Asghar Farhadi’s The Past concerns a woman (Berenice Bejo, who won the best actress award at Cannes) trying to get a divorce from her Iranian husband in order to get on with her life with a new love. She has a daughter by yet another man and they are all temporarily residing in one house in a Parisian suburb (plus the lover’s young son). While one character is Iranian (as is Farhadi), the story is particularly a French one, with some Arabic culture thrown in a subplot. Yet Farhadi doesn’t make it immediately identifiable as French: he has placed the story in a suburban town, not in Paris which would scream French. But there is a western, or European sensibility which could lock horns with Iranian culture.

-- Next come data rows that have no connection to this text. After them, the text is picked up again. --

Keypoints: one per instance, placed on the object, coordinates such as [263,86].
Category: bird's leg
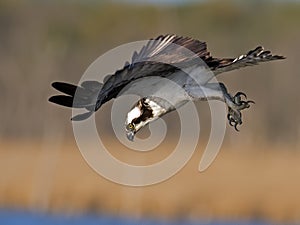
[235,103]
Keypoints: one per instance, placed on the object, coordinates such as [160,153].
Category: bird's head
[142,113]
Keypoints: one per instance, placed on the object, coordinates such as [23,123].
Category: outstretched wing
[159,57]
[253,57]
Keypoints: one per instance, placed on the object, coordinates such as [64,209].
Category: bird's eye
[130,126]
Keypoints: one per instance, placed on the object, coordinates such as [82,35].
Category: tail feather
[83,96]
[65,88]
[253,57]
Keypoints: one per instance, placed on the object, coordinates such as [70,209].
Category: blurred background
[44,179]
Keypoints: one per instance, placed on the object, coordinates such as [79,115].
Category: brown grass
[249,183]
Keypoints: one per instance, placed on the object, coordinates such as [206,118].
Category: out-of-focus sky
[191,1]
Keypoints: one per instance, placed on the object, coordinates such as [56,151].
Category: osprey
[148,74]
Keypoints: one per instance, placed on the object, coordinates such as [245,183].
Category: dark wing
[253,57]
[159,57]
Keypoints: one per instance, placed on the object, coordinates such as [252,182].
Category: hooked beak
[130,135]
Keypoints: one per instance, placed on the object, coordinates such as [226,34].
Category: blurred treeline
[43,41]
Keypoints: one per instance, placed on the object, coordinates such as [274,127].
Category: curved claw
[235,127]
[250,101]
[240,94]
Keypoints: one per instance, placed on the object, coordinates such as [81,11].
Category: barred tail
[83,96]
[253,57]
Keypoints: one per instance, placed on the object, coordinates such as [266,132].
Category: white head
[142,113]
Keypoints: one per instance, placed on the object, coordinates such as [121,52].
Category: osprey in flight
[145,76]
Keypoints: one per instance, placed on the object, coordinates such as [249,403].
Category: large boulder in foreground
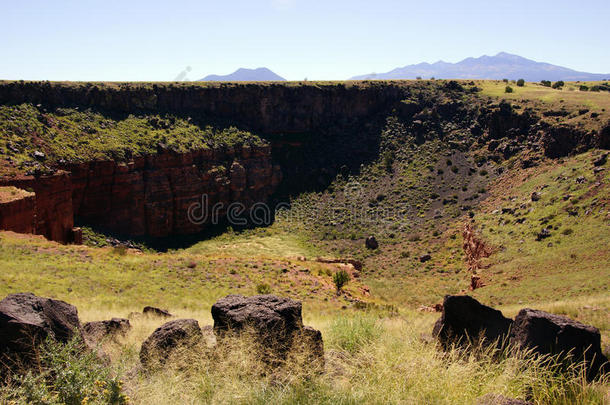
[465,320]
[547,333]
[26,320]
[276,323]
[98,331]
[157,349]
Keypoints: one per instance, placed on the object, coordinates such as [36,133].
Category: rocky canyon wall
[151,195]
[52,215]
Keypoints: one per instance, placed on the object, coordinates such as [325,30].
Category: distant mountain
[246,75]
[500,66]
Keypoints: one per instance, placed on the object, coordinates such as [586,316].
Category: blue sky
[155,40]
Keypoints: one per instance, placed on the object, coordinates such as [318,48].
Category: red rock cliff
[53,215]
[17,210]
[151,195]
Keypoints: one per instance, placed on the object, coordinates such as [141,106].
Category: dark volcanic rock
[100,330]
[267,313]
[26,320]
[465,320]
[163,313]
[371,243]
[167,338]
[425,257]
[276,322]
[554,334]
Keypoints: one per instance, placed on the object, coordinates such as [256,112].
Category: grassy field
[375,355]
[378,342]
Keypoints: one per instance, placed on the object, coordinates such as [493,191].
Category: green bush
[340,278]
[388,160]
[263,288]
[66,374]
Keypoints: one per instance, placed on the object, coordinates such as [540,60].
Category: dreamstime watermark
[350,209]
[183,75]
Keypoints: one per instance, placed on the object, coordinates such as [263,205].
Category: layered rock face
[26,320]
[17,210]
[152,195]
[53,215]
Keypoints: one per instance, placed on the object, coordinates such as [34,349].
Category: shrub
[388,160]
[340,278]
[263,288]
[67,374]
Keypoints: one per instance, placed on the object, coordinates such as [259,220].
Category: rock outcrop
[166,339]
[154,311]
[171,193]
[26,320]
[465,320]
[53,214]
[157,195]
[276,323]
[558,335]
[474,247]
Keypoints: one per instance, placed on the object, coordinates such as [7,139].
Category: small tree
[340,278]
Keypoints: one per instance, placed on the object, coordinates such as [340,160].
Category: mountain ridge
[500,66]
[246,75]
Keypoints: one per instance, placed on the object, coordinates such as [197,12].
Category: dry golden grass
[370,359]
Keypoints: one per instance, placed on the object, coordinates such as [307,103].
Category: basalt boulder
[465,320]
[558,335]
[153,311]
[276,323]
[166,339]
[371,243]
[26,320]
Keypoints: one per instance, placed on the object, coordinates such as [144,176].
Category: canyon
[311,132]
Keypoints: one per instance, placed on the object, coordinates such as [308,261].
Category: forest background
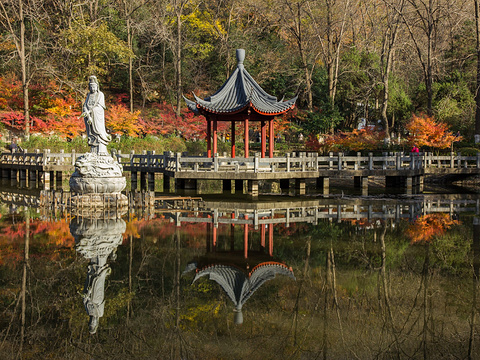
[387,63]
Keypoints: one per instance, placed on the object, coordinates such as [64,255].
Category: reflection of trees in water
[379,296]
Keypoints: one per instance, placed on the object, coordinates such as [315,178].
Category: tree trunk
[23,63]
[477,92]
[179,61]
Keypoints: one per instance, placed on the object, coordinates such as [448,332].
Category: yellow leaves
[427,227]
[121,121]
[202,21]
[95,46]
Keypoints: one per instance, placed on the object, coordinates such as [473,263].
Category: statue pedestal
[97,182]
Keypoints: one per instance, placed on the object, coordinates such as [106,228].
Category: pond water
[282,278]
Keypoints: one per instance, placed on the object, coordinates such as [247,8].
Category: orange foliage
[357,140]
[121,121]
[425,131]
[64,117]
[426,227]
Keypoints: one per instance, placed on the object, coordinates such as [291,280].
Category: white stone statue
[94,116]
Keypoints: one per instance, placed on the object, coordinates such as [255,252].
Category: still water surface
[285,279]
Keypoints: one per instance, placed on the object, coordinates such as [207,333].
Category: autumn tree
[21,22]
[425,131]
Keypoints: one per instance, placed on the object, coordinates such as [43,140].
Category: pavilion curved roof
[238,93]
[236,284]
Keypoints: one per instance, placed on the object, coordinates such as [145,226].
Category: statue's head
[93,324]
[93,83]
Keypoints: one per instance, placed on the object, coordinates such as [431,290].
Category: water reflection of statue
[94,115]
[237,280]
[97,240]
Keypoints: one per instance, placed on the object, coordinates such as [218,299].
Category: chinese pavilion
[240,99]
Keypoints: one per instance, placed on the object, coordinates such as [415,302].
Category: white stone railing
[295,162]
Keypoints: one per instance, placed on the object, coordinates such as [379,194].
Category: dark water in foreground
[316,279]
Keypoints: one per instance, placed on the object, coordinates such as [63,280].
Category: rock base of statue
[97,181]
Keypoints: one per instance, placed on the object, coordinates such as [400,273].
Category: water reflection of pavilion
[260,214]
[239,272]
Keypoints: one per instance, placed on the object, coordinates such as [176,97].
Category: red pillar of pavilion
[245,238]
[209,138]
[246,138]
[215,150]
[214,237]
[232,138]
[264,138]
[271,138]
[262,236]
[270,239]
[232,234]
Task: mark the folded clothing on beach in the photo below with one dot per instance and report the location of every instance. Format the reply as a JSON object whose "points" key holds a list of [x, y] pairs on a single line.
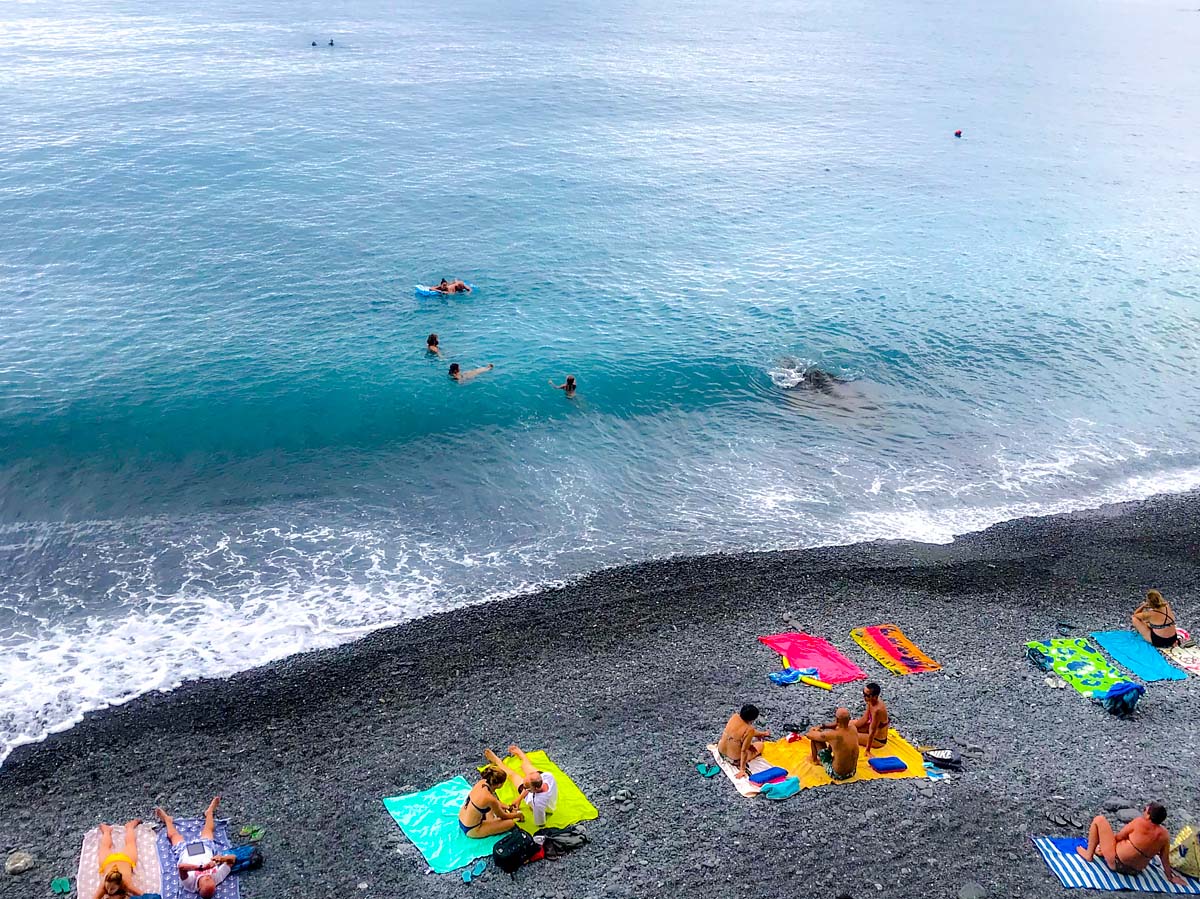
{"points": [[1074, 873], [804, 651], [147, 874], [744, 785], [190, 829], [1143, 659], [1186, 657], [1078, 663], [571, 805], [430, 819], [797, 759], [893, 649]]}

Stop the Pounding Heart is Roberto Minervini’s third film and the third film that he made in the U.S. (actually, all in Texas). Since Minervini’s been living in Texas, he has used the state as a palette for his art. Stop the Pounding Heart is what we have come to call a hybrid film: he uses non professional actors to tell stories similar to their lives, but not quite. The only one working in a different language here is Minervini himself, and what he has been doing here and in his other two feature films, is to tell American stories. The real yet meditative quality in Stop the Pounding Heart tells us that the filmmaker has become extremely fluent – in the English language, and in the American culture.